The second half of the recital was devoted to French music, or at least music with a French connection. Poulenc’s Four Chansons found Ainsley and Vignoles in slightly less ideal form than the Ridout and Mendelssohn: these anxious, rather angular settings of poems by Aragon, Apollinaire and Charles d’Orleans are difficult to bring off successfully, and I felt that Vignoles was not his usual confident self during them, whilst Ainsley, although he characterized the curious ‘Fêtes Galantes’ with plenty of the required swagger, was slightly hampered by a tendency to rush up to the notes and by what seems to have become somewhat approximate French intonation. This is a pity, since his French used to be near-perfect: he’s deeply immersed in two huge operatic projects at present – Munich Festival’s ‘Saul’ and the Salzburg premiere of Henze’s new work ‘L’upupa,’ so perhaps Chanson is rather on the back burner. My eleven year old son, attending his first full recital (as opposed to rehearsals etc) was of the opinion that ‘It’s not his French, that music’s just not any good.’ Out of the mouths… perhaps. Lennox Berkeley’s ‘Tombeaux’ could be said to be cut from the same cloth as the Poulenc, but here Ainsley was able to give more bite to the language and a sharper focus to the phrasing, especially in the short but complex sketches of ‘D’un Fleuve’ and ‘De Narcisse.’

It was a different story with the final part of the recital, a group of Reynaldo Hahn which found the singer in perfect form: I have regarded Hahn as a neglected genius since I was about 15, and it’s wonderful to hear someone like Ainsley singing this beautiful but somehow unfashionable music. ‘A Chloris’ is one of the gems of the repertoire, the Bach-like accompaniment played here with great delicacy, and the words sung with this tenor’s habitual unforced candour. This is something else which Ainsley and Vignoles ought to be recording, although for now those who want to hear this delectable song on disc should be more than happy with Susan Graham’s version.

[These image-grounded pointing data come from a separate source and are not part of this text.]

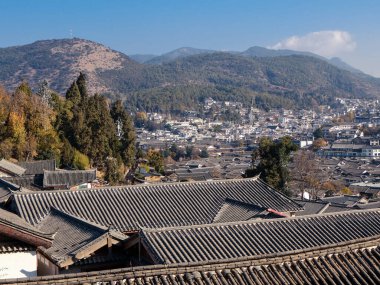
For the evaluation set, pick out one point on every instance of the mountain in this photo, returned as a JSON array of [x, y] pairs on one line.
[[343, 65], [255, 51], [176, 54], [265, 52], [59, 62], [141, 58], [181, 84]]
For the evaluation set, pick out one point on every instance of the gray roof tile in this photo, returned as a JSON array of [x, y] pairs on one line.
[[11, 168], [68, 178], [245, 239], [127, 208], [37, 166]]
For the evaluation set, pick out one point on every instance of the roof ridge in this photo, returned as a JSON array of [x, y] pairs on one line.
[[160, 184], [275, 220], [71, 216]]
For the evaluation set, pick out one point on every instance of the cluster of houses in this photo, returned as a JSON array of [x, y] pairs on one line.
[[236, 231]]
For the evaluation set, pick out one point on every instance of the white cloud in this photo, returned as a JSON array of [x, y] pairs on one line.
[[324, 43]]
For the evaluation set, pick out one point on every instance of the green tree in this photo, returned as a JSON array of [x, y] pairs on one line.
[[204, 153], [80, 161], [270, 160], [113, 174], [318, 133], [126, 143], [82, 86], [155, 160], [73, 94]]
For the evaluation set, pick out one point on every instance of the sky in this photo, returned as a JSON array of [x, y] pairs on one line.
[[347, 29]]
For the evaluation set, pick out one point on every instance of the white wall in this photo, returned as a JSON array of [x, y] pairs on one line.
[[18, 265]]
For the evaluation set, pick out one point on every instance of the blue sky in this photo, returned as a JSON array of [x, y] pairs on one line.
[[348, 29]]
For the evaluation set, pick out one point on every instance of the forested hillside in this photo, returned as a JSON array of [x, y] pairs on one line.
[[292, 81], [79, 131]]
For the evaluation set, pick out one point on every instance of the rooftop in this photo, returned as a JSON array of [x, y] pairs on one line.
[[161, 205]]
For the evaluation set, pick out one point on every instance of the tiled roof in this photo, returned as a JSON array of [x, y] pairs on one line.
[[68, 178], [233, 210], [348, 266], [37, 166], [32, 182], [160, 205], [11, 220], [243, 239], [6, 189], [15, 246], [11, 167], [70, 234]]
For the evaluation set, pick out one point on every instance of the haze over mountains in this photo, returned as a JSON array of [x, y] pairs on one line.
[[180, 79]]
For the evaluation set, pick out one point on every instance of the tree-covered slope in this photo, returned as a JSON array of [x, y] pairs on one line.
[[182, 83]]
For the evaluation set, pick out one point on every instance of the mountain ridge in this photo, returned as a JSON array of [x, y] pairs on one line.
[[182, 83]]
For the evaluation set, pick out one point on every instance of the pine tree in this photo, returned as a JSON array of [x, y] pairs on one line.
[[73, 94], [126, 145], [82, 86]]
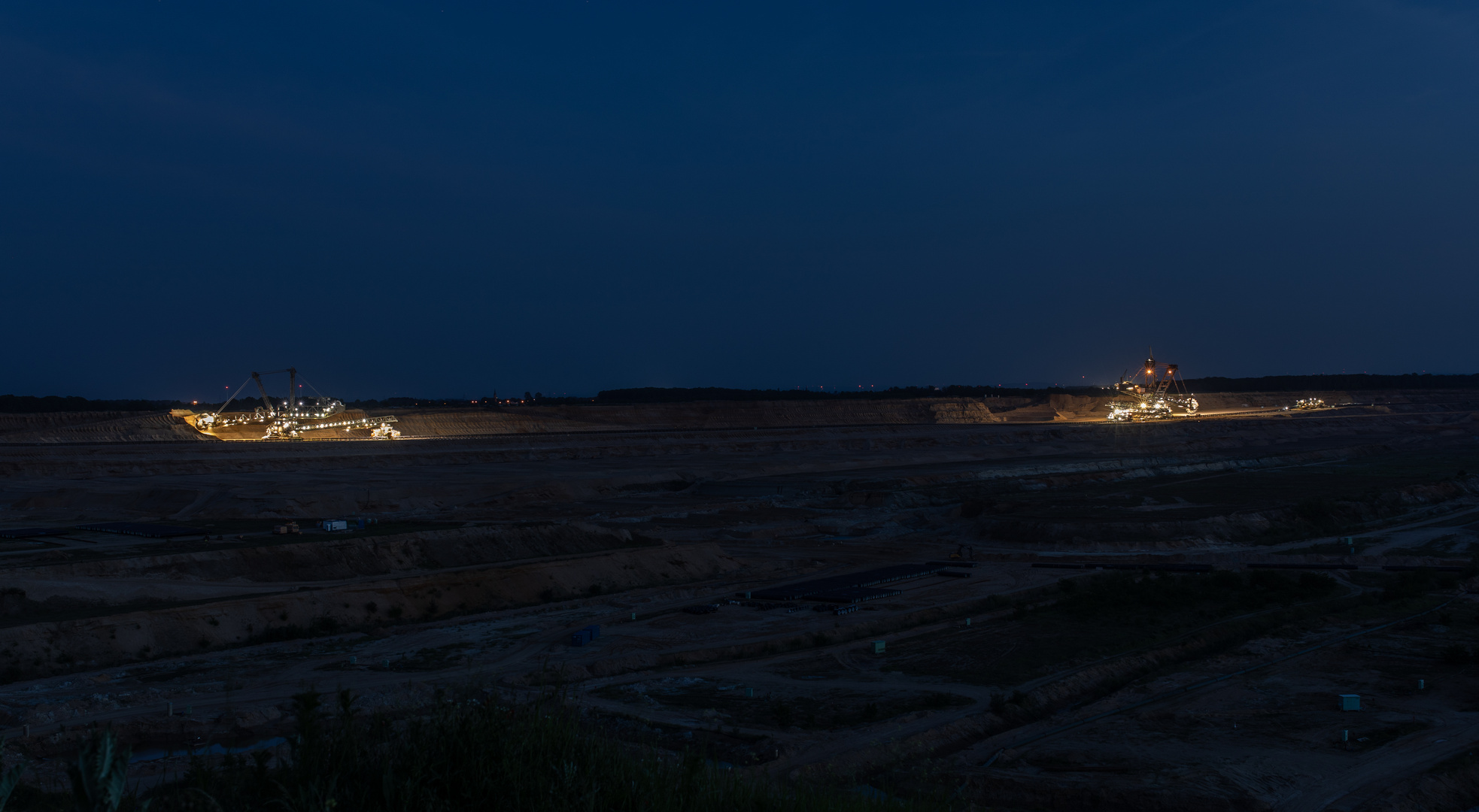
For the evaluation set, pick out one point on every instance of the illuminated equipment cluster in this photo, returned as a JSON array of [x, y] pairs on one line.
[[1156, 392], [289, 417]]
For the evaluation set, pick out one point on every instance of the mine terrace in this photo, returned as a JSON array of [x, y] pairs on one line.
[[1009, 598]]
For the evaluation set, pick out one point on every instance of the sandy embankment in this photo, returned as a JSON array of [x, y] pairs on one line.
[[47, 648]]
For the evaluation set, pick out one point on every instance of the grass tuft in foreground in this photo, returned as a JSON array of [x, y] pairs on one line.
[[466, 758]]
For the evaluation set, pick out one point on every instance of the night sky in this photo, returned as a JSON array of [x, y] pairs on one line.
[[566, 197]]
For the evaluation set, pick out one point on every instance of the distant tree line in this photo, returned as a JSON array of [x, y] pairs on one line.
[[657, 395], [29, 404], [1324, 383]]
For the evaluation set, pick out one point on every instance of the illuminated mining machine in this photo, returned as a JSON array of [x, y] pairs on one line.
[[290, 417], [1156, 392]]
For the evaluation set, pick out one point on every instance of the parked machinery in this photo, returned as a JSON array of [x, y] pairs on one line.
[[1156, 392], [289, 417]]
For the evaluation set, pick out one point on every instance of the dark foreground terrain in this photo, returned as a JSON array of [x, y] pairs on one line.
[[1159, 616]]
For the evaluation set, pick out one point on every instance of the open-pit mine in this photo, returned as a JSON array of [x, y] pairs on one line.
[[1010, 602]]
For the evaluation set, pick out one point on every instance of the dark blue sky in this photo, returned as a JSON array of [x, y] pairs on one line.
[[448, 200]]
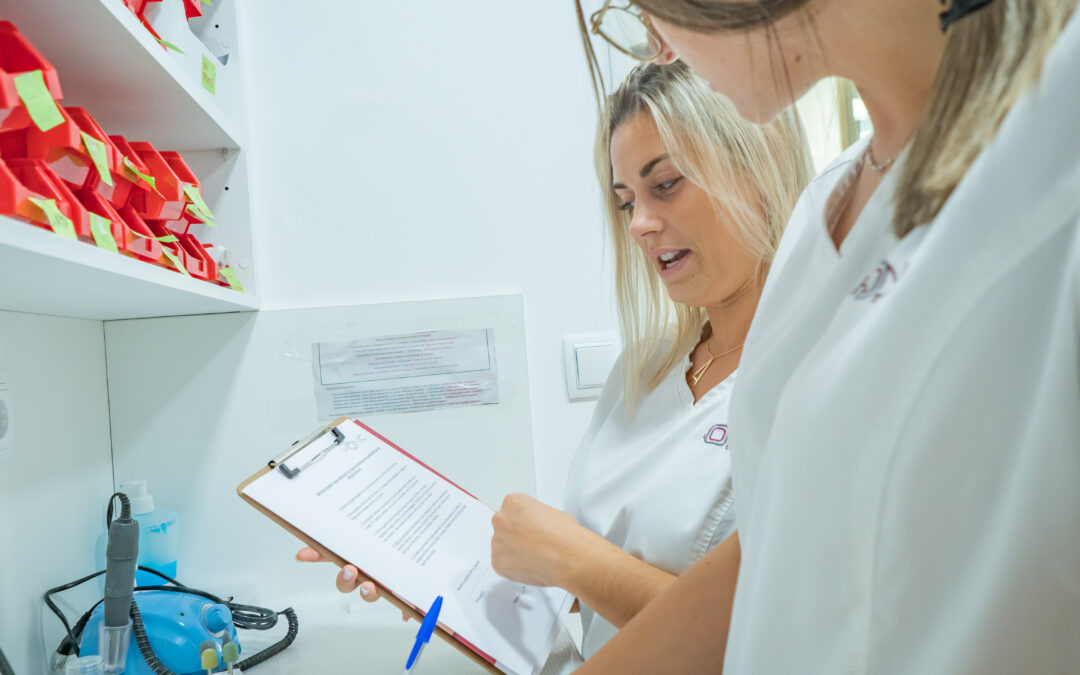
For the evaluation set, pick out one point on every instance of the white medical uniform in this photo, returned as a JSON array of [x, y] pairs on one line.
[[658, 485], [906, 427]]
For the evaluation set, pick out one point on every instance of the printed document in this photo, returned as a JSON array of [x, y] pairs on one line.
[[419, 536]]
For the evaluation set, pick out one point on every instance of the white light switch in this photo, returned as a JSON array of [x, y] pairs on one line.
[[588, 360]]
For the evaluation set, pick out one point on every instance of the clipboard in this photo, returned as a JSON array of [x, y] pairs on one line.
[[291, 464]]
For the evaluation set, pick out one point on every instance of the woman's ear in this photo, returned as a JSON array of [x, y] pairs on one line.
[[667, 55]]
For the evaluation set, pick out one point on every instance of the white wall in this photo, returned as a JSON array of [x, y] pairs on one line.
[[54, 487], [406, 151]]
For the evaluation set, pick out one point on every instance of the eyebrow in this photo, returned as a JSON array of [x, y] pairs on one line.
[[645, 170]]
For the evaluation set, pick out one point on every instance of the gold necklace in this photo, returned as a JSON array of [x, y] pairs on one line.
[[700, 373]]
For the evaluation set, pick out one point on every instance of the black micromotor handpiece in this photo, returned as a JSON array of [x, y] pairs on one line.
[[120, 566]]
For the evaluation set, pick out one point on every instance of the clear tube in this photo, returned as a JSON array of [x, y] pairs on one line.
[[113, 647], [84, 665]]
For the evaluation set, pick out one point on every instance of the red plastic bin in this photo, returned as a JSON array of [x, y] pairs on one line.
[[15, 197], [121, 188], [35, 175], [61, 148], [142, 247], [18, 56], [167, 202], [176, 247]]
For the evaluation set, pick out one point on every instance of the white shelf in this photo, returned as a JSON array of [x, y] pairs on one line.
[[111, 65], [44, 273]]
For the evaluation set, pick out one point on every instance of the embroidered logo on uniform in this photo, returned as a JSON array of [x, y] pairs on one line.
[[877, 283], [717, 435]]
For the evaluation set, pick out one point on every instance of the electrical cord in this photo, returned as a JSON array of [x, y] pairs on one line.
[[4, 665], [245, 617]]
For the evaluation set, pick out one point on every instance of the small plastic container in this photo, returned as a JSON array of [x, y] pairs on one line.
[[140, 245], [167, 202], [35, 174], [121, 188], [61, 147], [159, 537], [18, 56], [84, 665], [15, 197]]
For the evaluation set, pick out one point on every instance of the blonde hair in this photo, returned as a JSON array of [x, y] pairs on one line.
[[991, 57], [752, 174]]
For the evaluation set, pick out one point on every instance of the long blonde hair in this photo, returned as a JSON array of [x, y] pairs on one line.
[[753, 175], [990, 58]]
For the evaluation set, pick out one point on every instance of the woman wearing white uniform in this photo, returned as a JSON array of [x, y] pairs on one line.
[[696, 201], [906, 423]]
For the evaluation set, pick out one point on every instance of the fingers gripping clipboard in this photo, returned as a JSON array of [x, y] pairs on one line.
[[355, 497]]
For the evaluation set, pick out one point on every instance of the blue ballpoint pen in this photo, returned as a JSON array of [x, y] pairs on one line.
[[426, 630]]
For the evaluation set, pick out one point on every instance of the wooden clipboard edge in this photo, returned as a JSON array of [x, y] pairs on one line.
[[385, 593]]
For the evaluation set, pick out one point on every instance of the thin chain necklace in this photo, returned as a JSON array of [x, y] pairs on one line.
[[700, 373], [883, 165]]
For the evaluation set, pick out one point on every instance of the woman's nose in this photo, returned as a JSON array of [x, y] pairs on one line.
[[644, 221]]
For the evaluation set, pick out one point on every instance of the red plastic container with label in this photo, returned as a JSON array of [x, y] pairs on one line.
[[15, 197], [175, 247], [135, 185], [94, 203], [142, 247], [167, 202], [61, 148], [121, 188], [35, 175], [18, 56]]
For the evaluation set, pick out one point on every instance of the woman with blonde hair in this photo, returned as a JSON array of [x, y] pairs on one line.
[[905, 428], [696, 201]]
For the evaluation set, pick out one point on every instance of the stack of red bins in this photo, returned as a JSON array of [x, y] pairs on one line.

Hahn once said that he loved Taste, and hated Exaggeration – but the adorable ‘Venezia’ is probably just on the verge of the wrong side of what many people would regard as tasteful – never mind, it’s a delightful piece, first performed on a gondola, complete with piano and assorted acquaintances, all, the composer informs us, ‘well lit.’ These ‘Chansons en dialect Venetien’ are about seduction, youthful enjoyment and the passing of time, and they are not for every singer: the Venetian dialect (not, as the programme informs us, translated by the composer) is a challenge in itself, but it is one which my friend from Padua tells me Ainsley met superbly (‘Only one littal mistek, but hey! who mind?) – quite apart from the tricky temptations into camp which such works present, temptations which of course both Vignoles and Ainsley neatly avoided. I’ve heard Ainsley sing these songs a few times now, and each time he does them differently – it would be so easy to settle into a comfortable sameness with this music, which lies so gratefully for his voice and with which he is clearly in such sympathy, but that’s obviously not for him. I detected a little strain at the top last time in ‘La Barcheta’ but here it was sung with perfect ease, as was the gently erotic ‘La Biondina in gondoleta’ – I think I’ve said before that Ainsley is just about the last person you could imagine propelling (?) a gondola, but he certainly knows how to seduce with his voice, and those gently nudging lines ‘Perchè, o Dio, che bele cosse / Che g’ho ditto, e che g’ho fato!’ (Oh God, what lovely things I said, and did!) were as unforcedly emphatic as they could possibly be. The lightly sardonic ‘Che pecà!’ was sung with the semblance of careless ease, and the final ‘La primavera’ with its ecstatic evocation of springtime was sung and played with such fervour that you could almost smell those roses and lilies – Ainsley just couldn’t resist a touch of ‘I’m an Italian tenor’ at that lusty final line, but if you’ve got the notes – and he certainly has – then why not flaunt ‘em?

The single encore was Quilter’s magical setting of Edmund Waller’s ‘Goe, Lovely Rose’ and it was as perfect an envoi as could be imagined, sung with tenderness and played with elegance: ‘How small a part of time they share / That are so wondrous, sweete and faire’. I’d think twice before describing either man as ‘sweete and faire,’ but wondrous this recital certainly was.